2026-06-09
Channel: Somali Society of Engineers (4 subscribers)
Note: today's batch was unusually weak — most candidates were Shorts, dealership ads, college brochures, or emoji-laden clickbait compilations. This was the clearest case of a real engineer actually teaching something.
This is a recorded SSE (Somali Society of Engineers) presentation by aerospace engineer Abdikarim Ibrahim, walking through the fundamentals of how aircraft and spacecraft get from a design sketch to actually flying. The framing — "from design to flight" — suggests it follows the engineering pipeline rather than just being a list of cool facts: requirements and mission profile, aerodynamic design, structural and propulsion choices, testing, and certification.

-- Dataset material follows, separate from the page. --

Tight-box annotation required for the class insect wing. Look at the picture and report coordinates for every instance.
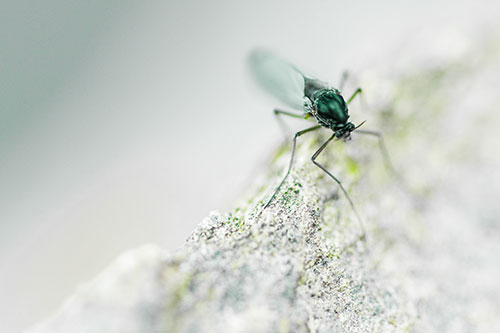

What makes this worth a viewer's time is that it's a professional engineer giving a structured talk to other engineers and students, not a content channel chasing views. Tiny channels like this (4 subscribers) often surface the most honest technical material because there's no algorithmic incentive to dumb it down or pad with B-roll. If you're a student trying to understand what aerospace engineering actually is as a discipline — versus the romanticized "rockets and planes" version — primary-source talks from working engineers are usually more useful than polished documentaries.
Expect lecture-style pacing and slides rather than cinematic production. Best watched if you're considering the field, transitioning into it from adjacent engineering, or want a grounded overview of the design-to-flight workflow.